Last week I sat down with Hortonworks CEO Eric Baldeschwieler to understand how the company intends to differentiate from other vendors such as Cloudera, MapR, and the many as yet unlaunched companies that venture capitalists are still funding.

Hadoop itself was initially developed at Yahoo by Doug Cutting (who is now part of Cloudera) to commoditize the storage and processing of big data. According to Baldeschwieler, Yahoo started taking Hadoop seriously as both a way to provide computing resources as a service to its own business units and as a way to attract data scientists to come work at the company.

Yahoo found that it needed to have a more generic infrastructure to roll out new services and make the processing of the data it collected more readily consumable for internal and partner services. The ultimate vision was that Yahoo was building on what could become the standard commodity compute platform.

And Hadoop has broken out as the star of the big-data world. Baldeschwieler believes that half the world's data will be stored in Hadoop in five years and if you look at the growth of unstructured data, Hadoop is the logical answer.

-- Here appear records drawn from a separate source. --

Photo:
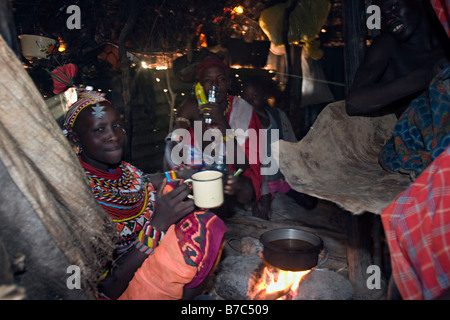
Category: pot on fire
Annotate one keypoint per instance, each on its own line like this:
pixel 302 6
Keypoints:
pixel 291 249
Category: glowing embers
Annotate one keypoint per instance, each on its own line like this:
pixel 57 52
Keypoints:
pixel 273 283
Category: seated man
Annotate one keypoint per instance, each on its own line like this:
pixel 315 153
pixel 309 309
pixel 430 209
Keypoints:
pixel 157 255
pixel 228 113
pixel 406 71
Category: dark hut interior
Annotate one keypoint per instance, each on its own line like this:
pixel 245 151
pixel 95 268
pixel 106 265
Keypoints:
pixel 143 55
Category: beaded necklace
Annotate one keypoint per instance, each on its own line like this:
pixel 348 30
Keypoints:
pixel 122 192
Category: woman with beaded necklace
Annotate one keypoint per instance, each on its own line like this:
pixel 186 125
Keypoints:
pixel 159 253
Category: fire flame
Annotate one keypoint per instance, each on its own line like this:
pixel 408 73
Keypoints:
pixel 276 284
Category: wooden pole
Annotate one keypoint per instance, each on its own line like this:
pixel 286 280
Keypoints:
pixel 359 226
pixel 126 76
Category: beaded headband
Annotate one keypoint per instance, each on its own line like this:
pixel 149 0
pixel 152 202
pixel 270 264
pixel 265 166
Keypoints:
pixel 85 98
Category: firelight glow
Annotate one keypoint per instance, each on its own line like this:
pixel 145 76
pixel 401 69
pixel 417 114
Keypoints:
pixel 277 284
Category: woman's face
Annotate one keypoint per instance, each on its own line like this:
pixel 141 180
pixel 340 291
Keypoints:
pixel 399 17
pixel 100 133
pixel 216 76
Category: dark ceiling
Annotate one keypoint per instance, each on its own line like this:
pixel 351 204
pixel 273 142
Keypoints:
pixel 160 25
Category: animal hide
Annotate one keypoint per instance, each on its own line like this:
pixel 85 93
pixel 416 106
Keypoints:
pixel 338 161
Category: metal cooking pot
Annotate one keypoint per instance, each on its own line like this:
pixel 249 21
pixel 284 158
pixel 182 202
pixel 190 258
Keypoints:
pixel 291 249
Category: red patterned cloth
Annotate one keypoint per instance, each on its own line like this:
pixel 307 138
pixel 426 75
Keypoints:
pixel 417 227
pixel 442 7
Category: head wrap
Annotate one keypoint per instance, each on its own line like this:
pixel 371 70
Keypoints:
pixel 85 98
pixel 211 62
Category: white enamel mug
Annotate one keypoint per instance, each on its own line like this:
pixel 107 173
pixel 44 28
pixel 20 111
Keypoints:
pixel 207 189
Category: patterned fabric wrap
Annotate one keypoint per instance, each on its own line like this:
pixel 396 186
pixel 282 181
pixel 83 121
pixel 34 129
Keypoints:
pixel 85 98
pixel 199 237
pixel 423 130
pixel 417 227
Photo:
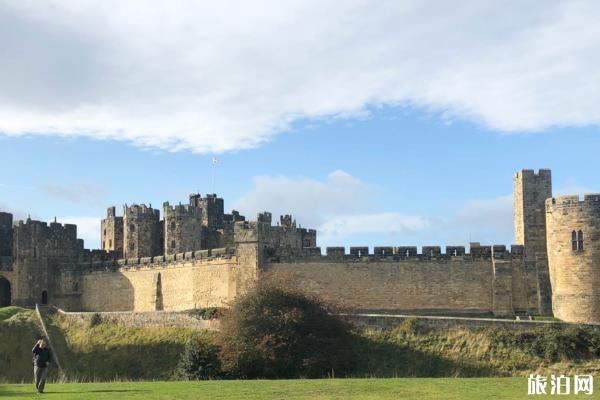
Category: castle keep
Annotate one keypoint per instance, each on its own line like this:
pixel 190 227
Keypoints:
pixel 197 255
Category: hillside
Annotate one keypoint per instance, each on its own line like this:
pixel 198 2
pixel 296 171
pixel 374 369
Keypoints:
pixel 98 350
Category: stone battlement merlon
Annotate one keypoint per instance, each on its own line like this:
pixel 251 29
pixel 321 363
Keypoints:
pixel 589 200
pixel 140 210
pixel 179 209
pixel 530 173
pixel 155 262
pixel 406 253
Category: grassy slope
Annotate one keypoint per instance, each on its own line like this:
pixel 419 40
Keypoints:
pixel 18 333
pixel 402 352
pixel 364 389
pixel 109 351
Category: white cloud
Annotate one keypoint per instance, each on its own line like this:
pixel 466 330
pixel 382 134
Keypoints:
pixel 480 220
pixel 75 192
pixel 341 208
pixel 361 224
pixel 88 229
pixel 311 201
pixel 220 76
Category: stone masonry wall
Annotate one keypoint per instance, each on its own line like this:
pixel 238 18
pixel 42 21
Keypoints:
pixel 388 286
pixel 193 284
pixel 530 193
pixel 112 232
pixel 496 282
pixel 574 271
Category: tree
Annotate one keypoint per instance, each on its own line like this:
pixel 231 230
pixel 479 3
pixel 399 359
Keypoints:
pixel 274 333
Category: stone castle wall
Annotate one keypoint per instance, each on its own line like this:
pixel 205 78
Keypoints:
pixel 112 232
pixel 183 228
pixel 489 280
pixel 530 191
pixel 178 282
pixel 574 263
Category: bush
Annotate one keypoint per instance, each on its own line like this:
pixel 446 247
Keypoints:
pixel 206 313
pixel 273 333
pixel 199 360
pixel 95 320
pixel 554 343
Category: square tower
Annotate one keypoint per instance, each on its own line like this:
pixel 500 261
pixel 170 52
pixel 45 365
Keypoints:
pixel 6 222
pixel 530 193
pixel 112 232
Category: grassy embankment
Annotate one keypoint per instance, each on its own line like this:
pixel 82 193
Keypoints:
pixel 321 389
pixel 101 351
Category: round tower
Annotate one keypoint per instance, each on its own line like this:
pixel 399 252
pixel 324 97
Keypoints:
pixel 573 239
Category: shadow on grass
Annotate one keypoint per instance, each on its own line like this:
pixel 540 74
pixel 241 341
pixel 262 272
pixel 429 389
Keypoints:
pixel 389 360
pixel 80 390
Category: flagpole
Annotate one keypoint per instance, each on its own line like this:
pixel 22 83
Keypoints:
pixel 215 161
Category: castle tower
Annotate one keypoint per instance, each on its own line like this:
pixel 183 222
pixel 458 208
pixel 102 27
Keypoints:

Hadoop can store data at a different price point, making it a solution that allows you to experiment and store more. If you hit the right cost, you can store even more data for longer and use it for more purposes. There is more upside you can harvest and, ultimately, there's more business value.

From a business perspective, the big difference with Hortonworks is that the company currently has no intention of creating a new or alternate distribution of Hadoop. Instead it aims to provide support and training on the Apache open-source releases, with the intention of ecosystem growth. The support model has long been the weapon of choice for early stage open-source companies, but I wonder if it still flies in today's market.

The Hortonworks approach is counter to Cloudera, which packages its own distribution of Hadoop and other necessary components into releases that, while open source, are not explicitly only the bits from the Apache foundation. Cloudera also provides consulting in addition to support and training, which CEO Mike Olson told CNET is still a requirement for most enterprises interested in using Hadoop in production. Olson also pointed out ease of use and packaging as the way to gain adoption and ultimately revenue.

And while I can't really say which approach is better, it's clear that there is quite a bit of money to be made in the Hadoop ecosystem. That said, the technology is still difficult enough to use that people need help to get up and running, which is how most open-source companies have found their niche.